Salsalat: Begonnen wurde mit Salsalat, einem nicht-azylierten Derivat der Salizylsäure, das bereits im 19. Jahrhundert erstmals seine antidiabetische Wirkung in Fallstudien gezeigt hat. Mehrere Untersuchung haben rezent bestätigt, dass Salsalat in höherer Dosierung (3–4 g/Tag) bei adipösen Patienten antiinflammatorisch wirkt und das Adipokin-Profil und die glykämische Kontrolle verbessert. Die antiinflammatorische Wirkung scheint sich besonders auf die Funktion der Pankreas-Inseln auszuwirken, da sich in erster Linie die Insulin-Sekretion deutlich verbesserte. Bei Patienten mit Prädiabetes reduziert Salsalat auch die Insulinresistenz. Ob die Wirkung von Salsalat auf den (Prä-)Diabetes auf eine Hemmung des NF-κB-Signalweges oder auf eine Veränderung der Eicosanoid-Produktion, also den üblichen Wirkmechanismus von Salizylaten, zurückzuführen ist, muss weiter untersucht werden.
Methotrexat: Der Entzündungshemmer Methotrexat zeigte bei Patienten mit rheumatoider Arthritis einen klaren kardiovaskulären Vorteil. Ob dies auch für Patienten mit KHK zutrifft, wird derzeit in der CIRT-Studie bei mehr als 7.000 Patienten untersucht.
Die meisten Zytokin-spezifischen Interventionen bei (Prä-)Diabetes richten sich derzeit gegen den Interleukin-(IL)-1-Signalweg.
IL-1-Antikörper: Mit Anakinra wurde erstmals gezeigt, dass die Hemmung der IL-1β-Wirkung die glykämische Kontrolle verbessert. Da IL-1β besonders in der Inselentzündung bei Typ-2-Diabetes eine Rolle spielt, war auch hier die Wirkung in erster Linie in einer Erholung der Betazellfunktion zu sehen.

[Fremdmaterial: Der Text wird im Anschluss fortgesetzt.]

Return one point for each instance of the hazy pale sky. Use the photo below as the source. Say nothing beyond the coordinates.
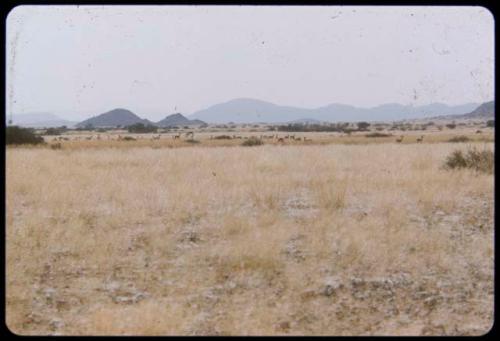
(79, 61)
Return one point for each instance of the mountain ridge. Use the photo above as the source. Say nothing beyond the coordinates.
(247, 110)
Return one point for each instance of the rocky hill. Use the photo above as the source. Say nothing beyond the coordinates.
(178, 120)
(114, 118)
(247, 110)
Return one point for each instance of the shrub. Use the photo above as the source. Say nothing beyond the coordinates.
(252, 142)
(479, 160)
(363, 125)
(377, 135)
(141, 128)
(18, 135)
(54, 131)
(56, 146)
(460, 138)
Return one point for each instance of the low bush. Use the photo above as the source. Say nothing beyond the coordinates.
(54, 131)
(252, 142)
(478, 160)
(18, 135)
(376, 134)
(460, 138)
(141, 128)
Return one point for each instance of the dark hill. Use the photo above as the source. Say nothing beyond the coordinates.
(113, 118)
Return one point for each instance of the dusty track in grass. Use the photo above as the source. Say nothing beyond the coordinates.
(324, 240)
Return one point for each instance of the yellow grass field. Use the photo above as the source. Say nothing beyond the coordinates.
(294, 239)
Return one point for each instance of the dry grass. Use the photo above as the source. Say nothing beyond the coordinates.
(296, 240)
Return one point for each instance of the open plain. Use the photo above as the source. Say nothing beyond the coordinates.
(367, 237)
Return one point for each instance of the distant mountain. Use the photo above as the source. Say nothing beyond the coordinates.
(178, 120)
(246, 110)
(305, 121)
(40, 120)
(485, 110)
(114, 118)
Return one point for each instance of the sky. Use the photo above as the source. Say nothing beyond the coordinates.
(80, 61)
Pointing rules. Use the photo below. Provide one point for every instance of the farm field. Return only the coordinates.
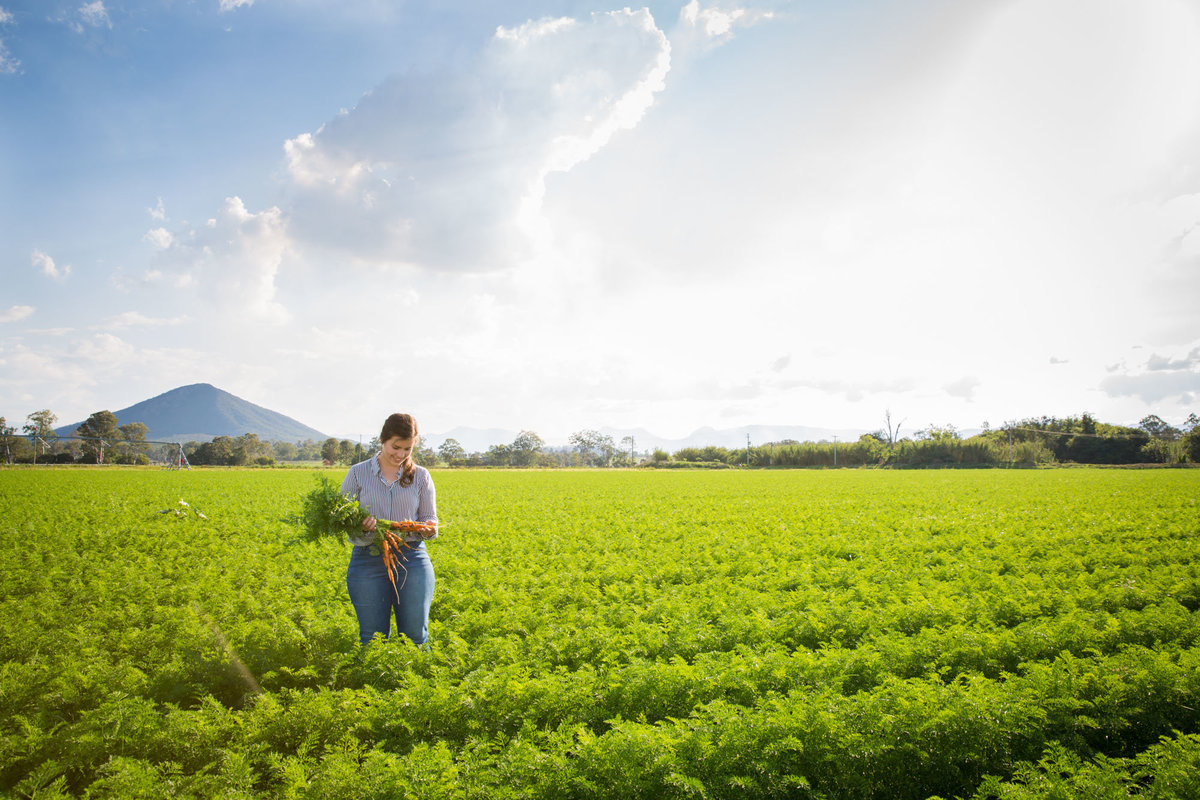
(828, 635)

Erste positive Ergebnisse zur HbA1c gibt es bereits vom IL-1β-spezifischen monoklonalen Antikörper Canakinumab, der derzeit in einem vielseitigen Studienprogramm zu Diabetes und kardiovaskulärer Prävention untersucht wird. In der CANTOS-Studie wird Canakinumab bei über 17.000 Teilnehmern mit stabiler KHK nach Myokardinfarkt, die eine persistierende Erhöhung von hs-CRP (≥ 2 mg/l) aufweisen, hinsichtlich ihrer kardiovaskulären Morbidität und Mortalität getestet. In einer placebokontrollierten Dosisfindungsstudie wurde mit dem IL-1β-Antikörper Gevokizumab eine HbA1c-Senkung von bis zu 0,85 % erreicht, welche durch reduziertes hsCRP, eine verbesserte Inselfunktion und reduzierte Insulinresistenz charakterisiert war.

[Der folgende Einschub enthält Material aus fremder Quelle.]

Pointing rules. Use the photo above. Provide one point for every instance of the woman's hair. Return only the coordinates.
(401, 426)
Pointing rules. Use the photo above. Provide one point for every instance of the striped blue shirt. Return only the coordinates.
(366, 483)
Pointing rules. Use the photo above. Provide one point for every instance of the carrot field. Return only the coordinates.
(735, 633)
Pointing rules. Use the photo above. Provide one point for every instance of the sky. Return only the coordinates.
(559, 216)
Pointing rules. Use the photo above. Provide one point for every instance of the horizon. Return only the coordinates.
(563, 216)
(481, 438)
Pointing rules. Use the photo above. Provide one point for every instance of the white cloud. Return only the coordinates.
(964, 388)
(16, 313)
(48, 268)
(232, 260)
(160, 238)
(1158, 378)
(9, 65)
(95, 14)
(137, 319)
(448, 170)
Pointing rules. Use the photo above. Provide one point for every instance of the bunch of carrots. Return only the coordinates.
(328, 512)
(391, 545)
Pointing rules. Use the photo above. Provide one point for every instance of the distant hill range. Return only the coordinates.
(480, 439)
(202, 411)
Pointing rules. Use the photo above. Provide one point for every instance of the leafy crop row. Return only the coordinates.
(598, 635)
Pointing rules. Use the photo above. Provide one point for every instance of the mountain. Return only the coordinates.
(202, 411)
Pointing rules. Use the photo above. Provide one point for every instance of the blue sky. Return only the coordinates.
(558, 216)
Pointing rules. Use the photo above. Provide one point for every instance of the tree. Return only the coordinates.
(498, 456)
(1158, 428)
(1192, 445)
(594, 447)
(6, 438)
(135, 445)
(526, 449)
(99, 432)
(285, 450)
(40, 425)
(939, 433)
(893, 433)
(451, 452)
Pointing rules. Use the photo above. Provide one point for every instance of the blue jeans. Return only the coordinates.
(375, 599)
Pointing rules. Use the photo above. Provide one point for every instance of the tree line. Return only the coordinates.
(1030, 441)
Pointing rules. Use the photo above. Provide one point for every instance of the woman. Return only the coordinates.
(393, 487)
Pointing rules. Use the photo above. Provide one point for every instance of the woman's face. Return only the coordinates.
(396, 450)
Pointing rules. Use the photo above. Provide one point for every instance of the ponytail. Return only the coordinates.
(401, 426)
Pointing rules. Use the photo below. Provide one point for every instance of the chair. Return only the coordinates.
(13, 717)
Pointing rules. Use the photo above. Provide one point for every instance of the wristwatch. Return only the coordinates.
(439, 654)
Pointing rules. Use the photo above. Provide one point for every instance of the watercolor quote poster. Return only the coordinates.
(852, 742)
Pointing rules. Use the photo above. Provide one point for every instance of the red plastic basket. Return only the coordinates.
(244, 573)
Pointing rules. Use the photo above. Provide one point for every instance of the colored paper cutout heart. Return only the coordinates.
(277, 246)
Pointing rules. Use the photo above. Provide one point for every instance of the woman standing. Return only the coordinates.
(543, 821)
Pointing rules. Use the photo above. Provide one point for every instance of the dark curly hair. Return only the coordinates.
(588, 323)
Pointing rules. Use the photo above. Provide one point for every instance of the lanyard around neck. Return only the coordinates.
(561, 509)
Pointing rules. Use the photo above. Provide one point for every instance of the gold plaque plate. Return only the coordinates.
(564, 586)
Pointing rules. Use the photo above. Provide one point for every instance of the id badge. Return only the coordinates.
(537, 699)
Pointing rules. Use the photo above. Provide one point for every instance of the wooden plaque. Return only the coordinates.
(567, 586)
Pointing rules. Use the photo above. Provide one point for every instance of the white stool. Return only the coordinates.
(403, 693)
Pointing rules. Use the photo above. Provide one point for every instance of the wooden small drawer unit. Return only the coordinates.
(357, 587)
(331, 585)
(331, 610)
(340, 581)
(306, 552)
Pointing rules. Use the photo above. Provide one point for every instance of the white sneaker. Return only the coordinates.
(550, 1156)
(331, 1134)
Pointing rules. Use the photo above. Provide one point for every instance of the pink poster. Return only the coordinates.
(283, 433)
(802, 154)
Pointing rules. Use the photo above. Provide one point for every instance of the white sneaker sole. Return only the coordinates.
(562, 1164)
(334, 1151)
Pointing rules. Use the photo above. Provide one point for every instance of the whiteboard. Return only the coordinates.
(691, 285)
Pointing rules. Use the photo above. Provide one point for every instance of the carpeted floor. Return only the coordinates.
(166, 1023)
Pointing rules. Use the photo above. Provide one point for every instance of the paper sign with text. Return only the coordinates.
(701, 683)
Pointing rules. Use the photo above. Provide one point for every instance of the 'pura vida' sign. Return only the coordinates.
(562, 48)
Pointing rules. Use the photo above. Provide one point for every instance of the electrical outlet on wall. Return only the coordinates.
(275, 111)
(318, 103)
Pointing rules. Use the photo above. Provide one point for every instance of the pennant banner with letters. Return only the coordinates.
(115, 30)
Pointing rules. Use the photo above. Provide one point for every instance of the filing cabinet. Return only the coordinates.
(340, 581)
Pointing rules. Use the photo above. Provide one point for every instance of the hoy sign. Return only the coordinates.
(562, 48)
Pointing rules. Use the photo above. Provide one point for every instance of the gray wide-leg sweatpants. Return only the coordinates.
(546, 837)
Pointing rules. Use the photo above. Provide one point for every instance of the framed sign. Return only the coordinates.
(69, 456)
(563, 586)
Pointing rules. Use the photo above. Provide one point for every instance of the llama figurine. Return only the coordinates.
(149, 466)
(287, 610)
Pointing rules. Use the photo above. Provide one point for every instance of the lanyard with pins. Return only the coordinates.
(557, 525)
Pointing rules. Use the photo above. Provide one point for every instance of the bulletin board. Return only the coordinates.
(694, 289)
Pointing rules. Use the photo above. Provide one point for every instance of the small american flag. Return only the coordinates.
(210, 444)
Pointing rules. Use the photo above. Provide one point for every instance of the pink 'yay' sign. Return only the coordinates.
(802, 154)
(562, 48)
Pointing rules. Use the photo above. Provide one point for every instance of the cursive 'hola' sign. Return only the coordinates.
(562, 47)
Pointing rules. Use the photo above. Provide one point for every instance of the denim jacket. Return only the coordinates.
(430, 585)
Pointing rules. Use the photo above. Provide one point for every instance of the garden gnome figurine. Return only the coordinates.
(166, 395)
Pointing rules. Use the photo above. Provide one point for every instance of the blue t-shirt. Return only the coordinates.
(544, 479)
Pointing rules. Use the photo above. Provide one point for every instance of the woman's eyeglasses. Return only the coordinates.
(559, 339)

Chemokin-Blocker: Die Adipositas-assoziierte Entzündung geht mit einer Infiltration des Fettgewebes mit Makrophagen einher, die zahlreiche Entzündungsmediatoren lokal produzieren. Studien mit Nagern haben gezeigt, dass der Chemokinrezeptor CCR2, der u. a. durch das Monozyten-attrahierende Protein 1 (MCP-1) aktiviert wird, für die Immigration von Makrophagen ins Fettgewebe und die Gefäßwand eine wesentliche Rolle spielt. CCR2-Blocker werden derzeit auf ihre protektive Rolle in der kardiometabolischen Prävention untersucht, der Nachweis einer klinischen Wirkung ist aber bis dato noch ausständig.